The betrayed wives are divided into two categories. Those women who dump the cheater? Brave. Strong. Those who forgive? Delusional. Wimpy.
What's particularly surprising, however, is that much of this scorn heaped on betrayed wives comes from...betrayed wives.
Forgiving a cheater and rebuilding a marriage seems a disappointment to our take-the-gloves-off culture. We want revenge. We want retribution. After all, the adage goes, "once a cheater..."
No matter that evidence doesn't back this cliché up. No matter that the majority (80% says a recent study) of marriages will experience infidelity. No matter that of those who divorce following infidelity, more than three-quarters later regretted it.
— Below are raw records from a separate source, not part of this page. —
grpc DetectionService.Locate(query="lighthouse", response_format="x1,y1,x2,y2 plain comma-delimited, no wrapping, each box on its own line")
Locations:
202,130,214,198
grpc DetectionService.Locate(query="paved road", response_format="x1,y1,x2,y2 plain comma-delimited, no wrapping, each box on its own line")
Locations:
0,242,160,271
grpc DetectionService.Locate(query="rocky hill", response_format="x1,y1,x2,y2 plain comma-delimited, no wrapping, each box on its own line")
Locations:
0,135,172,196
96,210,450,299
Our culture's judgement of infidelity – and those of us navigating it – is why so many of us choose silence even as we're experiencing the worst pain of our lives. It's why we hesitate to trust even our closest friends to support us.
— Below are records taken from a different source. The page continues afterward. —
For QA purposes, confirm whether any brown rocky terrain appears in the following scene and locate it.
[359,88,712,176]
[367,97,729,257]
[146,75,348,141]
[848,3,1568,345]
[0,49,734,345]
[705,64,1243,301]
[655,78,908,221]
It's why we find comfort in anonymous blogs where we can share our story without fear.
Betrayal creates deep wounds and triggers strong emotions. It's confusing to learn that the one person you trusted most has betrayed you. My immediate reaction upon learning about my husband's infidelity was to wander my house, wringing my hands and asking, out loud to myself, "what am I going to do?"
And it's perhaps that question that's central to this issue of judgement. What was I going to do? Sure I'd always said that cheating was a deal-breaker. But that was when it was a hypothetical. Things are always clear when they're hypothetical.
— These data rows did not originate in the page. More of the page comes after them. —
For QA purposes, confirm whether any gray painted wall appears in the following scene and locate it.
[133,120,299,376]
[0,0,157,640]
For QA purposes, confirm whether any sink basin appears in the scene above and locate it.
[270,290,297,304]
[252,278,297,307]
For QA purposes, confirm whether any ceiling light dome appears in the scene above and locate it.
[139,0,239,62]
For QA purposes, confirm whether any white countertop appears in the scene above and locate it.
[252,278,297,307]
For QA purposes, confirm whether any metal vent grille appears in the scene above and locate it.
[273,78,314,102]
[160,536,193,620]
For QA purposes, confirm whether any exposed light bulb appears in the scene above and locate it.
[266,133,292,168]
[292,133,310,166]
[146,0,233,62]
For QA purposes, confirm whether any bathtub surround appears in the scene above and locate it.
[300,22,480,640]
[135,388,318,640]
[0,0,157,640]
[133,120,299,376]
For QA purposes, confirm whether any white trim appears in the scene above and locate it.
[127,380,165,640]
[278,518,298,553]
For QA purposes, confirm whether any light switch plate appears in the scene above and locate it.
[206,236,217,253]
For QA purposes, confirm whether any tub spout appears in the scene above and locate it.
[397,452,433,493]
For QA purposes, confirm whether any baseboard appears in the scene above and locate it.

But now I had to figure out what, among my various options, I was going to do. And of course, I – like all of you – was making that choice with absolutely no understanding of infidelity and without a crystal ball.
It's into that uncertainty about our future, our deep pain at the betrayal and our recognition that other people are impacted by our choice (something our husbands neglected to note) that others cast their judgement.
"Well, I could never do what you're doing," one friend told me, just weeks after my D-Day. Within that comment was her deeper point that, really, I was a bit of an idiot. She'd left own marriage a few years earlier because of her then-husband's infidelity and she had no room for any alternative but to leave. I was stung by her dismissal of my choice. I struck her off my confidantes list, which was already pretty short.
And yet, a few years later, after this friend had been in a happy long-term relationship with another man, she wistfully told me that she thinks she and her ex could have actually made it work. But...who knows? My friend is now happily remarried. She made her choice.
And that's my point: We each get to make our choice. It's an excruciating one. Some of us will regret our choice to stay at which point we're allowed to change our minds. Some will regret our choice to leave at which point we're generally stuck with the consequences. Life isn't an exact science.
What we can do, however, is support each other in whatever choice we make. We can encourage each other to get as much information as we can and then make the best choice you can under the circumstances at the time. And we can then acknowledge that your choice doesn't make mine any less valid.
To those of us who've experienced that judgement, especially from other betrayed wives? Recognize that another's inability to tolerate your different choice speaks to her deep fear that she's making a mistake. We are frightened by those whose actions call into mind that there is another possibility. Seeing the world in black and white makes moralistic judgement so much easier...but it makes the world much less beautiful.
See her judgement as evidence of her own deep pain. And offer her compassion.